Lebanon Leaders Try to Buy Time to Address Protests
Lebanon's embattled leaders tried to buy time Monday, dodging mounting public pressure over the country's unprecedented economic and political crises.
Nearly four weeks into nationwide protests calling for the ouster of the ruling elite, radical changes demanded by demonstrators have not been implemented.
The peaceful protests against corruption and sectarianism have paralyzed Lebanon, worsening an economic crisis that has brought the country to the brink of default.
Central Bank Governor Riad Salameh -- increasingly under fire for his monetary policies -- insisted however that deposits were safe and the country's currency would remain pegged to the dollar.
"The central bank's first and foremost goal is to protect the Lebanese pound's stability," he told a news conference.
The bank has taken measures "to protect depositors and protect deposits," he said.
Salameh said he had asked local banks to lift restrictions imposed after protests started on October 17.
Recent decreases in capital inflows have caused dollar shortages, leading banks to cap withdrawals. On the unofficial market, the greenback has sold at up to 20 percent more than its official rate.

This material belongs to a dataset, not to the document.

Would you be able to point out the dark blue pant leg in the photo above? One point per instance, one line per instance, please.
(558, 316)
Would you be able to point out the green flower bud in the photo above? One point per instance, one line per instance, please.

While Salameh insisted the financial sector would remain solvent, trust in the central bank has plummeted and outside the news conference dozens of protesters voiced their anger.
"All of them means all of them. Salameh's one of them," they chanted, in a variation of a common call for all political figures to resign.
- Victory of sorts -
Protesters demand a complete overhaul of a political system they say has been dominated by the same families of political leaders since the end of the 1975-1990 civil war.
The government resigned on October 29 but stayed on in a caretaker capacity and parliamentary consultations on forming a new government are yet to be held.
Demonstrators call for technocrats not affiliated with Lebanon's traditional parties, but it is unclear whether this demand will be met.
Activists on social media called for a general strike, vowing to block roads leading to parliament on Tuesday, as Speaker Nabih Berri postponed a scheduled legislative session by a week to November 19.
In the northern city of Tripoli, thousands gathered in the main square at night fall.
Protester Bilal Hussein, 33, said parliament's postponement was a victory of sorts.
"This is the speaker's first time recognizing that things after October 17 are not as they were before," he said.
- 'Point of no return' -
Earlier in the day, hundreds of students protested in several parts of the country, and dozens of demonstrators gathered near the airport.
In recent days, high school pupils and university students have taken a leading role in protests, demanding a better future in a country where youth unemployment is over 30 percent.
In central Beirut, Mohammed, an unemployed 51-year-old, said he had hope in the next generation.
"We have reached a point of no return. Young school pupils are the ones who will decide our destiny," he said.
Corrupt political leaders "have stolen 30 years of our lives, but they won't be able to steal a single second off the young generations."
On Monday, Hizbullah chief Sayyed Hassan Nasrallah called for corruption prosecutions and a mechanism to return stolen money to the state.
Nasrallah had previously called on his supporters to leave the cross-sectarian street movement, arguing that unnamed foreign entities were funding protests.
The World Bank on Wednesday urged authorities to swiftly form a new government to prevent further deterioration of the economy.
The crisis has hit businessmen unable to purchase imports in dollars, and caused panic among citizens fearing petrol and food shortages.
Lebanon's economy has been battered by a series of political crises, compounded by the eight-year civil war in neighboring Syria.
Economists are deeply concerned by the country's crippling debt of $86 billion, which equates to roughly 150 percent of the gross domestic product.